Young Women by Jessica Moor

I vividly recall the first time I became aware of the #MeToo movement. An acquaintance revealed something startling and frightening from their past on social media, accompanied by the tag #MeToo. It didn’t take me long to discover what #MeToo meant, and over the following days and months, I had numerous discussions with friends about the movement.

The thing was (is) that every single woman I spoke to, had something to contribute to #MeToo. Every single one. We had all had incidents at parties, work, on public transport, or walking down the street, where we felt unsafe, threatened, scared. But there was another element to these discussions – how do we reconcile the behaviours that we ‘dismissed’ in the eighties and nineties against current expectations – things that did not ‘traumatise’ me as a teen, might be reportable now. Was that me, and my processing of events, or was that social conditioning? Or both?

Young Women by Jessica Moor is the #MeToo novel for Millennials. There are a bunch of novels that explore the themes that Moor tackles, but this is one of the best I’ve read.

The novel is largely being positioned as a book about female friendships because it focuses on Emily and her meeting of charismatic Tamsin. We learn that Emily has recently come out of a relationship with a man she once worked with, with the fallout both emotional and professional. Tamsin enters Emily’s life by chance, and they quickly become inseparable, with Emily wooed by Tamsin’s live-in-the-moment world of Soho parties and cocktails at impossibly expensive bars. But she is also seduced by Tamsin’s fearlessness. Tamsin tells Emily that the thing to always remember about life is that it’s ‘…not that you deserve it, it’s that no one does. Life isn’t about what you deserve. The thing that matters is what you take for yourself.’

The #MeToo element is introduced in a number of ways through both Emily and Tamsin, and their work. Moor pays careful attention to the timing of plot reveals, avoiding the story becoming overdone or unlikely.
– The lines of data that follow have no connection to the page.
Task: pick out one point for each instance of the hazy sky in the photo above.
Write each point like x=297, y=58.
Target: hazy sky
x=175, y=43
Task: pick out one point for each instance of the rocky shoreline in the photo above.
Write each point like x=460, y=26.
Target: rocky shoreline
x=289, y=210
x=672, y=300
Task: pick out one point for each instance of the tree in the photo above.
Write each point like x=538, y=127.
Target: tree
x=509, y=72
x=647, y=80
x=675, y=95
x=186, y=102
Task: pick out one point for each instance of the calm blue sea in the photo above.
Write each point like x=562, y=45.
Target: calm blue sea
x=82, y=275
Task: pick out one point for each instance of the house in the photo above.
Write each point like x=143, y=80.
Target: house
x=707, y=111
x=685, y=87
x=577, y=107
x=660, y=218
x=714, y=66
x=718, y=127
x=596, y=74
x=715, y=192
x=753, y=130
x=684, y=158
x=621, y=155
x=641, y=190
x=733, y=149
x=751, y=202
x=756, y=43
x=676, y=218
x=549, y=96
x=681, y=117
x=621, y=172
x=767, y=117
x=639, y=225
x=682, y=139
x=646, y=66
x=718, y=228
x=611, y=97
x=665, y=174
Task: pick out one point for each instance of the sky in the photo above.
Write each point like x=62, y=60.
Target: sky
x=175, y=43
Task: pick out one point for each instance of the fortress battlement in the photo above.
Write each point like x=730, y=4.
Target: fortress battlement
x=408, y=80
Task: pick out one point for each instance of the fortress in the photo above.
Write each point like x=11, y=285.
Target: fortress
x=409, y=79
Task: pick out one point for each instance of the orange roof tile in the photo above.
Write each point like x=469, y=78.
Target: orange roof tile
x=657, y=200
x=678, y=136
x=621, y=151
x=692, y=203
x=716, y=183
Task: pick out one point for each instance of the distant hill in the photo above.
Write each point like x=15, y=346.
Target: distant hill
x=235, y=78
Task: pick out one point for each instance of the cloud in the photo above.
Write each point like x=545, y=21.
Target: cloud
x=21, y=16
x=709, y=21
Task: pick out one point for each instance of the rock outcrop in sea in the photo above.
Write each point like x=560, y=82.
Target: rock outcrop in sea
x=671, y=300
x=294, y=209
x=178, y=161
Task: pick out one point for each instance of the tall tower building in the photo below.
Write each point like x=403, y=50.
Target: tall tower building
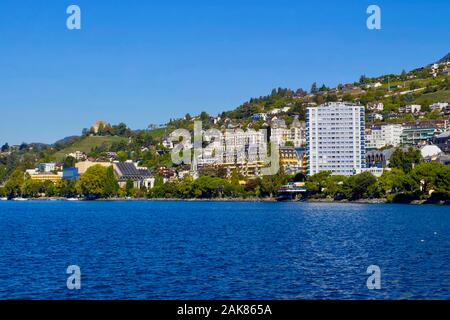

And for any reader thinking there is ‘too much’ going on in this story, pause, and consider the #MeToo stories you know of – likely to be many, likely to be happening not in isolation – suddenly Young Women will be absolutely accurate.

Aside from the central message, there’s lots to enjoy in this book – dialogue is fresh and believable; the friendship between the two women reads as authentic, and London nightlife springs off the page. I especially enjoyed the reference to pond swimming –

“There’s this thing,” she continued, “about cold water. It makes you realise, when you get in, that there’s no use for your panic. You’ve got to keep moving forward…. It’s impossible to think about anything else. You can lie awake all night tangled up in a thought, but when you get into that water, it cuts straight through all that mess.”

3.5/5 Compelling.

‘Here’s what we’re gonna do. You’re gonna have yourself a little sip of wine, then we’re going to go back to my place. I’m going full Nora Ephron and making you a carbonara, okay?’

As part of the 20 Books of Summer reading challenge, I’m comparing the Belfast summer and Melburnian winter. The results for the day I finished this book (August 3): Belfast 13°-18° and Melbourne 10°-18°.

6 responses

  1. Pingback: 20 Books of Summer (except that it’s Winter) | booksaremyfavouriteandbest

  2. Sounds interesting and important, and I will look for this book. I watch yesterday the National Theatre (Live at Cinema) play Prima facie, about sexual assaults and consensus. It was a fantastic one-woman performance by Jodie Comer. It showed how difficult it is and how much anxiety to go through to take these kind of cases to court. Can really recommend the play.